Hunger was not the reason Max had rushed into the kitchen, however. He was eager to share what he had learned. Still, he didn’t want to hurt Bernard’s feelings, so he put his hands over the bear’s ears before proceeding.
“Bernard isn’t really brave. He’s scared of lots of stuff,” Max told Bubbie in a loud whisper.
Bubbie asked what Bernard was afraid of, and Max went down the list, proudly finishing with how he had helped Bernard overcome his fears.
“That was very kind of you, Max. And Bernard helped you, too, when you were afraid,” Bubbie observed.

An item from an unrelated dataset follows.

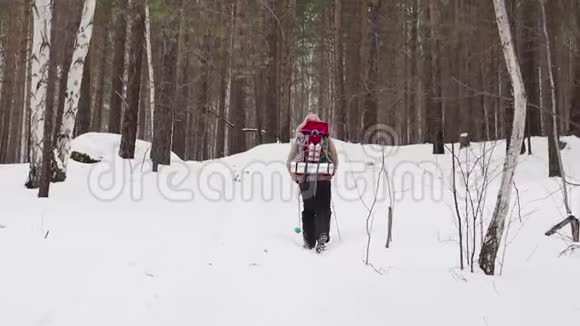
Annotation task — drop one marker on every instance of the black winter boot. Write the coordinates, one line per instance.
(322, 241)
(308, 244)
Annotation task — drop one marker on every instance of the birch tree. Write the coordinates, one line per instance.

Max nodded, recounting how Bernard had once chased a spider out of his room, and demonstrated the bear growl Bernard had taught him on that occasion.
“He did that even though he was scared himself. It takes a lot of courage to do something when you’re afraid, so I’d say Bernard is very brave indeed.”
“Yes, he is,” Max agreed.
“Let me show you how I knew,” Bubbie said, reaching for Bernard. She folded back his simple blue bow tie and right behind it was a tag that read, “Bernard, a Very Brave Bear.”
Max giggled, Bubbie smiled and ruffled his hair, and Bernard felt very proud — and, for the first time ever, also very brave.